An increase in the number of nice residential units near the downtown will have another major effect: It will encourage businesses to take a look at the potential workforce available if they set up shop in New Port Richey. The Marine District, composed of the area around the old Community Hospital site, would be a perfect place for tech and other 21st century employers to consider. It is telling that several of the startups we had in the business incubator were tech firms. We have residents that drive to Tampa daily to get to tech jobs. If we present companies with a “complete package” of vibrant downtown, quality housing, a local workforce, and an affordable location for their business, we’ve got something. To the extent that we can “sweeten the pot” with incentives to make that move easier, we will be all the more attractive.
So coming full circle, I believe that having a variety of big special events are beneficial to making New Port Richey an interesting place to live.

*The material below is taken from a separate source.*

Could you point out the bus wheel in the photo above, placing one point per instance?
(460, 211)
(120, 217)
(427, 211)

I don’t believe that they are the key to building our downtown or revitalizing our city in general.
The solution is “complicated” and we need to continue to address improving our community on multiple levels with multiple approaches. The city is committed, with an economic development officer and grant funds. The downtown businesses have shown that they are committed, ponying up the time and money for things like the NPR Downtown After Dark and Shop & Sip events. Developers like Dr. McGurn (Main Street Landing) have shown that they are committed, literally investing millions to transform New Port Richey. Potential business owners, like Captain Wendy and her proposed water taxi, are taking notice and making the effort to see what it would take to create a viable business downtown.
I believe we are VERY close to reaching that critical mass point where things will take off.